Il faut savoir qu'on ne peut pas se déguiser en n'importe quoi, du moins dans les familles les plus orthodoxes. Contrairement à notre Halloween, qui fait dans le macabre, les costumes de Pourim doivent se référer à des modèles «positifs»: princesses, cow-boys, Indiens ou policiers, mais aussi héros de la Torah, comme Moïse, Abraham ou encore la reine Esther et Mardochée, deux personnages clés de l'histoire de Pourim.

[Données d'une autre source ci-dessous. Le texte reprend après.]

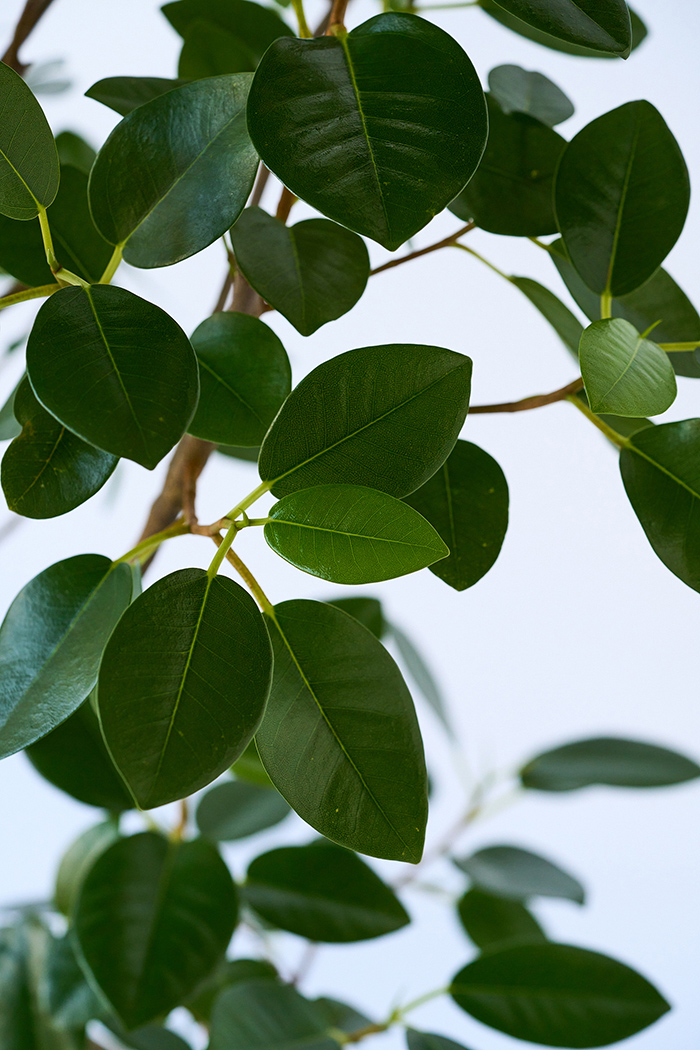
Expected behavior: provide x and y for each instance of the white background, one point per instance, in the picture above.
(577, 630)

Le jour de notre visite, Reut et Barak avaient carrément déguisé leurs garçons en symboles judaïques, dont un en chandelier juif et l'autre en Cohen Gadol, le grand prêtre du Temple sacré. On était loin, en effet, de Jason et de Dracula! «Nos enfants ne sont pas influencés par la télé ou le cinéma populaire. Alors, Dieu merci, nous n'avons pas de Batman ni de Spider-Man, résume Reut en poussant presque un soupir de soulagement. Certains enfants peuvent le faire, ça dépend des familles. Mais nous sommes stricts sur ce point.»

Beaucoup moins stricte, en revanche, sera la fin de soirée. Au repas, on troquera les bonbons contre l'alcool et on «brossera» au miracle de Pourim. Ce n'est pas une obligation mais, pour les hommes, le rituel de lehaim (trinquer) est fortement conseillé. Car un Pourim sans lendemain de veille ne serait pas tout à fait Pourim.

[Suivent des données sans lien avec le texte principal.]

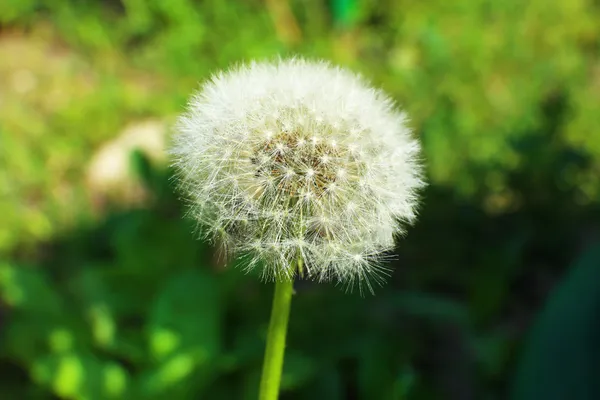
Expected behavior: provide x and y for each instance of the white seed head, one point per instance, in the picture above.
(297, 159)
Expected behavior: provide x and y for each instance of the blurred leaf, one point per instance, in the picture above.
(561, 359)
(184, 331)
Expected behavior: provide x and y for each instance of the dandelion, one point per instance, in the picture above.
(300, 168)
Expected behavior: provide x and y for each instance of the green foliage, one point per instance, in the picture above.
(551, 370)
(106, 296)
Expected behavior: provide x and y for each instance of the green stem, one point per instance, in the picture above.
(273, 363)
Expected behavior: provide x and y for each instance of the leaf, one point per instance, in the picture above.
(561, 359)
(184, 331)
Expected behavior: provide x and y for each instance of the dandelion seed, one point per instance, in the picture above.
(299, 159)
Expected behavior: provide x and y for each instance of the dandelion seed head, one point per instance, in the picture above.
(297, 159)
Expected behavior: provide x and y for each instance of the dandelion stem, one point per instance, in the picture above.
(273, 362)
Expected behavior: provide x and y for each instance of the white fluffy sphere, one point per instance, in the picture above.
(298, 160)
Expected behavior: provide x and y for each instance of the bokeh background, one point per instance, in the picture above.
(106, 294)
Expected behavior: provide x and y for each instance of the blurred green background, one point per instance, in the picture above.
(105, 293)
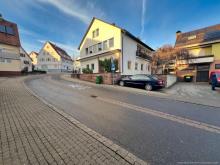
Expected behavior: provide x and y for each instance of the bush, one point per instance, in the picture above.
(87, 70)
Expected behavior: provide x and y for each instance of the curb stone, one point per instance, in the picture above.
(126, 155)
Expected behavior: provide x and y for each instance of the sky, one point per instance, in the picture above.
(64, 22)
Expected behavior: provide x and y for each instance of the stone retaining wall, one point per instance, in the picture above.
(107, 77)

«On fête la victoire de la vie sur la mort, conclut Barak, sourire en coin. Normal qu'on boive. L'idée, c'est de célébrer...»

***

L'histoire de Pourim

Sous l'influence de son méchant vizir Haman, le roi de Perse Assuerus lance un décret d'extermination du peuple juif. Au même moment, la reine Esther, elle-même d'origine juive, a vent d'un complot de Haman visant son époux. Avec l'aide de son oncle Mardochée, elle parvient à déjouer les sombres desseins du ministre et à faire effacer l'édit royal. Haman sera envoyé à la potence et Mardochée sera nommé vizir à sa place. Cette histoire, consignée dans le livre d'Esther (Meguila), est racontée chaque année le 14 adar dans le calendrier juif, qui correspond généralement au mois de mars dans le nôtre. Pendant ces lectures, on agite les crécelles dès que le nom de Haman est prononcé, à la grande joie des plus jeunes, qui sont enfin autorisés à faire du bruit à la synagogue. Apparemment, certains enfants aiment se déguiser comme le méchant vizir. Mais les rabbins le déconseillent fortement.